I am not sure where the balance is. I’ll probably read this blog ten years from now and laugh and I’ll have lots of advice for younger moms with little kids.

But for now, here are a couple thoughts I have come up with this week.

1). It is very easy to push math and reading on a young child who is not ready. Allowing math and reading instruction to flow naturally out of everyday life is much more inspiring for kids. Delaying academics is in no way being "lazy."

2). As kids get older, if they are not squelched by all the “have-to-dos” in school life, they will find subjects, topics, projects, etc., that challenge them. They will rise to the occasion and learn more than you could have predicted.

These two thoughts probably reflect my DeMillian influence. But they do seem to be true in our house. I’m sure I’ll have more thoughts on this.

Speaking of the power of kids performing well when inspired and challenged .....


This is the hill she wanted to run. It took us ten minutes to gingerly walk down the steep steps.

And five and a half to run up! Ok, six for her. But she was a little mountain goat.

We reached the top of the hill, just in time to see the sun set into the Pacific and reflect on the city from downtown and Hollywood to the Santa Monica mountains.

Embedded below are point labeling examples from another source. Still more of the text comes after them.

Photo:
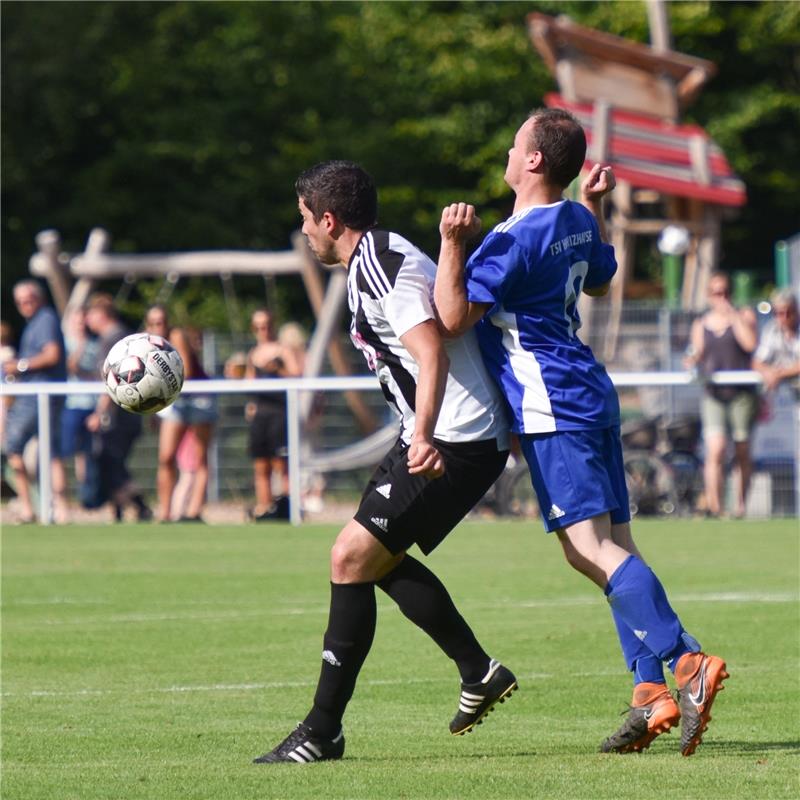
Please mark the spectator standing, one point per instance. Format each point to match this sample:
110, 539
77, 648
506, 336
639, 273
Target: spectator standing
266, 415
777, 358
190, 412
41, 357
115, 430
522, 287
7, 352
724, 338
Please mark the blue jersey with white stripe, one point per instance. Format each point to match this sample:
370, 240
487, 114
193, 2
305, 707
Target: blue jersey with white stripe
531, 270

She loves going for a run with me these days.

How it all works

On Sunday Kip decided to give me a real lesson, white-board diagram and all, on how our camera works. Our "good" camera has been out of commission since August, and I was anxious to see how the new lens works. I love taking pictures, but the physics of how it works is challenging for me. So it was a good opportunity for me to model learning something difficult. (That is another Thomas Jefferson Education key point.)

So while I was learning how to use the camera, Kip was taking apart the sewing machine to figure out why it wasn't working. He and our son figured it out and here our son is explaining the inner workings to his sister, who is on the phone with a friend. It's a nice slice of life at our house, and if in a small way, it demonstrates how learning best works, each person challenging themselves to do something that is personally gratifying and even helpful to the family. We all learn from each other.